BTW, I wonder how they ensure that compiler will put integer array in registers in their __hiloint2double function? Because if cvt.i ends up in local memory, there is no point in doing this, since it will be slower than just reading 8-byte values . Even if it put that volatile union variable into shared memory (which so far I didnt see compiler doing on its own), it would not be faster since it would again need to read 8 bytes from shared memory (especially considering function call/return overhead, since I dont see any “inline” directive).

And if it DOES put integer array cvt.i[2] into registers, than maybe we can use that trick for regular short arrays, since that is something I miss mosly. So instead of (not-existing):

__register__ int a[8]; // this __register__ does not exist now

  for ( int i=0; i<8; i++) a[i]=i;

maybe it could be used

volatile union { int a[8]; } ua;

  for ( int i=0; i<8; i++) ua.a[i]=i;

… but I doubt it will be so easy - my guess would be that (if it works with registers at all) compiler allows only limited array lengths and static indexing.
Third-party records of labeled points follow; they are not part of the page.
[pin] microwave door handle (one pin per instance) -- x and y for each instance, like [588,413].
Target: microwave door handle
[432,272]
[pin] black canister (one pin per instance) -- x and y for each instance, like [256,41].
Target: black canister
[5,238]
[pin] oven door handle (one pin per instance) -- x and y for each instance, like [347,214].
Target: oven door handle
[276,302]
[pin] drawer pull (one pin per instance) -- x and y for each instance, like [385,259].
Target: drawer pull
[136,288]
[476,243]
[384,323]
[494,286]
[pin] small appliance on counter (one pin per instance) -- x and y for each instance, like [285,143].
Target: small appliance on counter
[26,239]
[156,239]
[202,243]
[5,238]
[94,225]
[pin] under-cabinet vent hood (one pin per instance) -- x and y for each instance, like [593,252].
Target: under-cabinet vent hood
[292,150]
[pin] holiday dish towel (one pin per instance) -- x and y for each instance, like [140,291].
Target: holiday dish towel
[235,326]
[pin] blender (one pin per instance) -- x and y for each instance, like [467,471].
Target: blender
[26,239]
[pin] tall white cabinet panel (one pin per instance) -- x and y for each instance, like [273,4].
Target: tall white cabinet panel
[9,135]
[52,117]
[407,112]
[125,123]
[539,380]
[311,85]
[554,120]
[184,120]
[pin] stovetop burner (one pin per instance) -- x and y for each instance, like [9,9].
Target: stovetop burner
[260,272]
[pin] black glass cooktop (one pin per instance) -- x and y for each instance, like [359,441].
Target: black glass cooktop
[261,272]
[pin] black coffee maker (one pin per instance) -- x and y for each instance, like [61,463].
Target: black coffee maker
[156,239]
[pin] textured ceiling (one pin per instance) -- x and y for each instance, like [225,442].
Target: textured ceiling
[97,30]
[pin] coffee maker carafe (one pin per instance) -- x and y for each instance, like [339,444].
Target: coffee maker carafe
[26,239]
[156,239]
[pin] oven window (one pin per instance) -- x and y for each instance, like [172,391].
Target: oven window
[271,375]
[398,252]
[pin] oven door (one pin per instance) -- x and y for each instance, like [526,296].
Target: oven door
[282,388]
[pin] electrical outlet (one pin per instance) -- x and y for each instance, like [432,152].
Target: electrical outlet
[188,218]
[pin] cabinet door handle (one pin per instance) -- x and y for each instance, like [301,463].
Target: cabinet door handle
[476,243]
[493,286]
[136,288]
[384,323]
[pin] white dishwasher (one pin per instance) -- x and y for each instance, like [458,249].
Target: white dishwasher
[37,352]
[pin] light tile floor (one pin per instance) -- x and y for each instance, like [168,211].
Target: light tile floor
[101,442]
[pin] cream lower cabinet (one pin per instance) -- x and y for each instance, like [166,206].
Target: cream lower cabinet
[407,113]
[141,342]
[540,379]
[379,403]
Or even more probably, it does not work with registers, and using __hiloint2double will not be faster than just reading 8-byte values. But this is all guesswork at my side, since I still didnt have time to check if above things work in code.

You can fit arrays into registers if you do static accesses, as you say, and also by setting -maxrregcount parameter to nvcc to a high number. Works fairly consistently (well… as consistently as #pragma unroll). But it would be very nice to have register that would make the compiler more aggressive in giving you what you want.
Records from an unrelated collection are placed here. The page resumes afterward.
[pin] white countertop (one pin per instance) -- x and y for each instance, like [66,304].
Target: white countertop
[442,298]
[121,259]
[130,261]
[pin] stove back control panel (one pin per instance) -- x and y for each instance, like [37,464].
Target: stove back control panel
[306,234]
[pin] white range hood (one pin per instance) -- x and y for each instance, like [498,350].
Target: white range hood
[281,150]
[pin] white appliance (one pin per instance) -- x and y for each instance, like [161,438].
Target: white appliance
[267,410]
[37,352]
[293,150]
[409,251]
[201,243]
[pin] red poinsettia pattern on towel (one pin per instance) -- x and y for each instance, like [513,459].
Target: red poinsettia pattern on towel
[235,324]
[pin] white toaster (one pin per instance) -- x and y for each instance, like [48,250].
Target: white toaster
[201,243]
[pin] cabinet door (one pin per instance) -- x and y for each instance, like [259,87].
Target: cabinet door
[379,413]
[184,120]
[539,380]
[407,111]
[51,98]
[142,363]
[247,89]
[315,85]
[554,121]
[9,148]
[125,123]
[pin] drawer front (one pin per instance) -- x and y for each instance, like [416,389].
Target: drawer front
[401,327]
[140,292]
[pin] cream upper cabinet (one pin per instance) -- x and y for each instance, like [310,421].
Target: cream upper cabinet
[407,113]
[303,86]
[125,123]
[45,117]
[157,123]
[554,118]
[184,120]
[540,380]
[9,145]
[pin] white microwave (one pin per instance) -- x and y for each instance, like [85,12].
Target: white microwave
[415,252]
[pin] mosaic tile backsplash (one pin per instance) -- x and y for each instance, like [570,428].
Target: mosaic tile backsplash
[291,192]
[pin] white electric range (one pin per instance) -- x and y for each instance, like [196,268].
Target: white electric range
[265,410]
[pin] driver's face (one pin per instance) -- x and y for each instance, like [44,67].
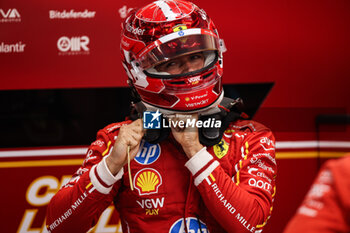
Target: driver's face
[183,64]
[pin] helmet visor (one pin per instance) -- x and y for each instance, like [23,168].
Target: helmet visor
[175,48]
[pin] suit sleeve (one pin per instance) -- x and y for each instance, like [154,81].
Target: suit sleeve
[242,202]
[76,207]
[322,210]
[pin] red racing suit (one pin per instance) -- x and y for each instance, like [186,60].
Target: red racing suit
[228,187]
[326,207]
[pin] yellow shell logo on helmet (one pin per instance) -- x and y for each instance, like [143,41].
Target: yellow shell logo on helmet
[147,181]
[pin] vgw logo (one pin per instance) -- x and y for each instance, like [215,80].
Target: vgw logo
[73,46]
[152,120]
[11,15]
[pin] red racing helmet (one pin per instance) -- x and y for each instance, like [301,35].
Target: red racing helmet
[164,30]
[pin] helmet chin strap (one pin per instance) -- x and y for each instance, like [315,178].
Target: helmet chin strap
[227,111]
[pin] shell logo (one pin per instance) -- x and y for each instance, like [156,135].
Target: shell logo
[147,181]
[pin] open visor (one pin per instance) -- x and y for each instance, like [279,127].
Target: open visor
[163,52]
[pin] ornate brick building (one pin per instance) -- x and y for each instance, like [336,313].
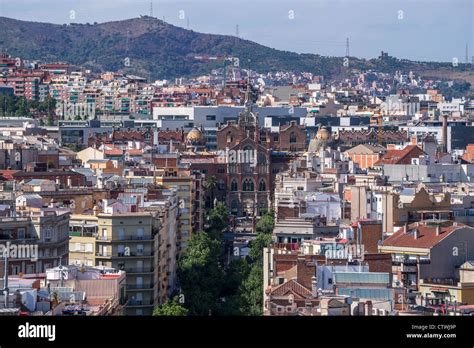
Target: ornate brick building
[246,150]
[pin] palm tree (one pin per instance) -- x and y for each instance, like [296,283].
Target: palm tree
[209,186]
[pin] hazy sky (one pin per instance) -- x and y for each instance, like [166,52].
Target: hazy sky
[414,29]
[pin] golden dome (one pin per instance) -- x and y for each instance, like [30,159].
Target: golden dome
[323,134]
[195,135]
I too am very curious if __hiloint2double() is optimized. I was looking at the PTX manual very briefly, and saw no way to access the high or low word of a 64bit register individually. (Oh, actually, I saw that unions are fundamental types on a PTX level so might be used to split a register, but they aren’t implemented in the current version.)

Btw, someone else here ran into a bug accessing the individual words of a ‘long long’. The compiler was mishandling taking the address of a long long variable, not realizing it was in a register, and producing garbage when you dereferenced the pointer by any non-zero offset (the user wanted to offset by 4 and dereference it as an int). Long longs have not been thoroughly tested in CUDA, so watch out for that.